Perhaps more importantly, Tutto Ponti gives rise to the question of how and by whom design histories are written and told. Two of the four curators of the exhibition are directly related to Ponti: Sophie Bouilhet-Dumas, his great-niece, and Salvatore Licitra, his grandson. This provides an answer, perhaps, as to why the controversial foundation of Italian modern design is hardly mentioned, neither in the exhibition nor in the catalogue. In a moment of international uncertainty, however, it seems crucial to acknowledge the conditions under which many pioneers of modern design established their careers. Ponti was symptomatic of his time and his work cannot be extricated from its context.
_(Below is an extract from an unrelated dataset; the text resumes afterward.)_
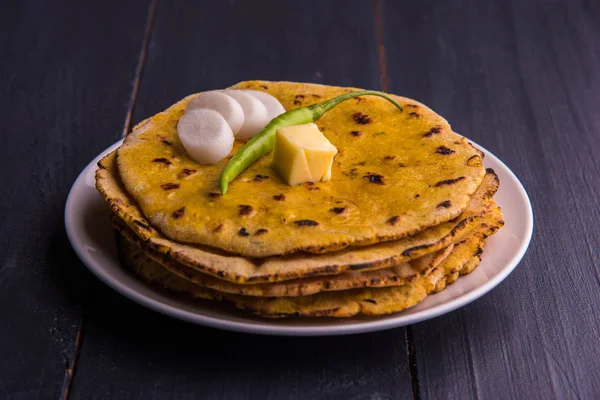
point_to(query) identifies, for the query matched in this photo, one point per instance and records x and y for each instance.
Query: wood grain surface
(65, 90)
(520, 78)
In order to render such figures relevant today, we must observe every aspect of their careers, particularly in moments of political tension. This is not simply a call to scrutinise Ponti’s commissions in the 1930s, but rather to observe how he was able to reinvent himself after this period and thereby help to establish roots for Italian design’s development over the course of the second half of the 20th century. Architecture and design call for constant transformation; with Tutto Ponti we are offered a vision of how a designer restlessly transformed over the span of 60 years.